Ultimamente da parte di quanti dissentono  dai provvedimenti del governo Draghi istitutivi nel nostro paese  della “certificazione verde anticovid”, meglio conosciuta col termine inglese  “greenpass” (legge 16 settembre 2021 n°126 e decreto legge  21 settembre 2021, n. 127 ), si sente ripetere che tale normativa sarebbe in contrasto con una norma europea, per la precisione l’ art. 36 del Regolamento del Parlamento europeo 2021/953 dello scorso 14 giugno, che disciplina l’uso del “greenpass nella circolazione  tra stati dell’ Unione Europea.

Da ultimo ha ripreso questo argomento  Nunzia Alessandra Schilirò, vice questore di Roma ( dunque una persona che dovrebbe essere competente in materia giuridica), durante il suo intervento alla manifestazione “no greenpass” di ieri in Piazza San Giovanni a Roma.
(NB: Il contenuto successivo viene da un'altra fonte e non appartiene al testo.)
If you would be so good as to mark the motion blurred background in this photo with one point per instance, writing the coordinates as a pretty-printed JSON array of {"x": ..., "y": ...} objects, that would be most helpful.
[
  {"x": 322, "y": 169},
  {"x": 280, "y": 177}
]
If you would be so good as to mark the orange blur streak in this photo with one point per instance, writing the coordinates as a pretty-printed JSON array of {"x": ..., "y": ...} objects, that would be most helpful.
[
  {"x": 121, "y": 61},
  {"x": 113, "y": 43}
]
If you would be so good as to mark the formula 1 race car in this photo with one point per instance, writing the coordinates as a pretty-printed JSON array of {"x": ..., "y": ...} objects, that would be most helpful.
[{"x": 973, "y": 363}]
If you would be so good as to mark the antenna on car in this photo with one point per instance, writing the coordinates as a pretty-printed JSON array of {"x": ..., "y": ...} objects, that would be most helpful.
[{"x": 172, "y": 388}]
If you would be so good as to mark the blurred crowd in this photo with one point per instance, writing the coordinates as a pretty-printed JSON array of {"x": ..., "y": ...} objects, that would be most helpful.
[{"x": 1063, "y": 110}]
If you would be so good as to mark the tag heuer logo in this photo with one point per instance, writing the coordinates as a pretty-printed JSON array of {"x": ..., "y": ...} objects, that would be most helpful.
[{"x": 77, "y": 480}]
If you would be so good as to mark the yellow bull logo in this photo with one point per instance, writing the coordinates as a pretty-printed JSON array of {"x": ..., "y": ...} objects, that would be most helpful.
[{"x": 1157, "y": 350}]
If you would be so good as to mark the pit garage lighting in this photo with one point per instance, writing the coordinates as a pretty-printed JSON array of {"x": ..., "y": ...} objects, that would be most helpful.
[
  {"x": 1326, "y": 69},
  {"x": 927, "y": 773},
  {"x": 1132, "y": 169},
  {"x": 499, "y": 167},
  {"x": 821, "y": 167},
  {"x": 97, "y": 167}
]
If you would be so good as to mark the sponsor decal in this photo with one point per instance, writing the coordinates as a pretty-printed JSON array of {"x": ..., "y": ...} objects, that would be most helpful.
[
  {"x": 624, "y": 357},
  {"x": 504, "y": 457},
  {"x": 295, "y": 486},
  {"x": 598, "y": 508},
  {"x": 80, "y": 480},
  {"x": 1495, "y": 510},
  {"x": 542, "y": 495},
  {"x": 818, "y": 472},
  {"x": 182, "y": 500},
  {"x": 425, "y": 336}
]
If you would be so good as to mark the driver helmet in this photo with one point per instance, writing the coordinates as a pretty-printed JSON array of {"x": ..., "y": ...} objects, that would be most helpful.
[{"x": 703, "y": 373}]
Qui il video del suo discorso, dove al minuto 11.42 fa l’ affermazione di cui si parla.

Innanzitutto va notato, leggendo il testo del Regolamento 2021/953 ( lo trovate qui ) che il numero 36 non è un “articolo”, ovvero una parte del provvedimento che contiene una norma specificamente applicabile, ma un “considerando”, ovvero uno dei ragionamenti preliminari che stanno alla base della scelta normativa successivamente dettagliata.
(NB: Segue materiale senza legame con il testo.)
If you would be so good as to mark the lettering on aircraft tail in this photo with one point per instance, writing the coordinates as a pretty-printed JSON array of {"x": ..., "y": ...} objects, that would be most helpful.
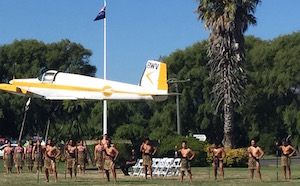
[{"x": 152, "y": 65}]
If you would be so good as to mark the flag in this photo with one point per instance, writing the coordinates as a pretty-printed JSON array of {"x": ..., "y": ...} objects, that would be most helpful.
[{"x": 101, "y": 14}]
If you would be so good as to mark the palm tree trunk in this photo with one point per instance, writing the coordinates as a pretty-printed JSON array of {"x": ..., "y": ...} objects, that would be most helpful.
[{"x": 228, "y": 124}]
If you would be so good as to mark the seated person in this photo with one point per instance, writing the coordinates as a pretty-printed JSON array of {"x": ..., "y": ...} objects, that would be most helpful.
[{"x": 129, "y": 163}]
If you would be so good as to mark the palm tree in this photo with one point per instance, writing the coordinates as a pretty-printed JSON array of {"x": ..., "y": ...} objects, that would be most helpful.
[{"x": 227, "y": 21}]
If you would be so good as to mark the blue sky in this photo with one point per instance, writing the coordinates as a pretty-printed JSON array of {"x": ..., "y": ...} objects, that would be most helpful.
[{"x": 137, "y": 30}]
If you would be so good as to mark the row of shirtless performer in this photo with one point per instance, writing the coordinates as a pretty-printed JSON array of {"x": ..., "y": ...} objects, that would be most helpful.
[
  {"x": 255, "y": 154},
  {"x": 36, "y": 155},
  {"x": 105, "y": 154}
]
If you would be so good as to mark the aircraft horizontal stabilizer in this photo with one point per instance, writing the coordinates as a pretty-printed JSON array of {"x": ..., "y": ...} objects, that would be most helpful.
[{"x": 12, "y": 89}]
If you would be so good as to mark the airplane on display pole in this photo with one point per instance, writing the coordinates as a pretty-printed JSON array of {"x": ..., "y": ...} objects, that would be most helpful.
[{"x": 54, "y": 85}]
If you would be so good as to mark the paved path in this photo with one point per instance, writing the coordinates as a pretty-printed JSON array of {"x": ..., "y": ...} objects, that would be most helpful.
[{"x": 273, "y": 161}]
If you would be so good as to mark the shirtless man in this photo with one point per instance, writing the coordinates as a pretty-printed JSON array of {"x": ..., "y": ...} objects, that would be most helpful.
[
  {"x": 8, "y": 157},
  {"x": 218, "y": 156},
  {"x": 19, "y": 157},
  {"x": 99, "y": 155},
  {"x": 51, "y": 153},
  {"x": 111, "y": 154},
  {"x": 287, "y": 152},
  {"x": 71, "y": 155},
  {"x": 105, "y": 140},
  {"x": 28, "y": 156},
  {"x": 255, "y": 153},
  {"x": 82, "y": 157},
  {"x": 187, "y": 155},
  {"x": 147, "y": 152},
  {"x": 37, "y": 156}
]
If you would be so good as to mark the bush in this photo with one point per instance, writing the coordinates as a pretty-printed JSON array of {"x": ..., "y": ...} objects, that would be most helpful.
[
  {"x": 167, "y": 148},
  {"x": 234, "y": 157}
]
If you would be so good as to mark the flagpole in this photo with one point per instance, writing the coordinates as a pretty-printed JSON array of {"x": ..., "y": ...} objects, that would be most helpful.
[{"x": 104, "y": 67}]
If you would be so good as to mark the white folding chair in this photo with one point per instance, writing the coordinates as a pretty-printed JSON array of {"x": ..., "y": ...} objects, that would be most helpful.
[
  {"x": 166, "y": 170},
  {"x": 137, "y": 168},
  {"x": 155, "y": 166}
]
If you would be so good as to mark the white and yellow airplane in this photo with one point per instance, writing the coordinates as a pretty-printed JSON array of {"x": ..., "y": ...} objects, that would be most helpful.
[{"x": 54, "y": 85}]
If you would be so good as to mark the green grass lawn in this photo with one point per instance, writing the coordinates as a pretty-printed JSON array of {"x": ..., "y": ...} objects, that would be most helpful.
[{"x": 233, "y": 176}]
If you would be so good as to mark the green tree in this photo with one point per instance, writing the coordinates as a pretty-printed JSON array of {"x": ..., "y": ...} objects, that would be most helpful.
[{"x": 227, "y": 20}]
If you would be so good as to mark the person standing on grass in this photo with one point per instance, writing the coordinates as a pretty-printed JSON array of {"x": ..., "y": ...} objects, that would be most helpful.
[
  {"x": 82, "y": 157},
  {"x": 129, "y": 163},
  {"x": 187, "y": 155},
  {"x": 19, "y": 157},
  {"x": 8, "y": 157},
  {"x": 99, "y": 155},
  {"x": 71, "y": 155},
  {"x": 51, "y": 153},
  {"x": 218, "y": 157},
  {"x": 37, "y": 156},
  {"x": 28, "y": 156},
  {"x": 147, "y": 152},
  {"x": 255, "y": 153},
  {"x": 111, "y": 154},
  {"x": 287, "y": 152}
]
Si tratta di una distinzione solo formale, in quanto è ovvio che l'”articolato” di un regolamento non può poi essere  in contraddizione con i “considerando”, di cui costituisce la conseguenza logica.

Riporto per intero il testo del “considerando  36 ” : “E’ necessario evitare la discriminazione diretta o indiretta di persone che non sono vaccinate, per esempio per motivi medici, perché non rientrano nel gruppo di destinatari per cui il vaccino anti COVID-19 è attualmente somministrato o consentito, come i bambini, o perché non hanno ancora avuto l’opportunità di essere vaccinate. Pertanto il possesso di un certificato di vaccinazione, o di un certificato di vaccinazione che attesti l’uso di uno specifico vaccino anti COVID-19, non dovrebbe costituire una condizione preliminare per l’esercizio del diritto di libera circolazione o per l’utilizzo di servizi di trasporto passeggeri transfrontalieri quali linee aeree, treni, pullman, traghetti o qualsiasi altro mezzo di trasporto. Inoltre, il presente regolamento non può essere interpretato nel senso che istituisce un diritto o un obbligo a essere vaccinati.”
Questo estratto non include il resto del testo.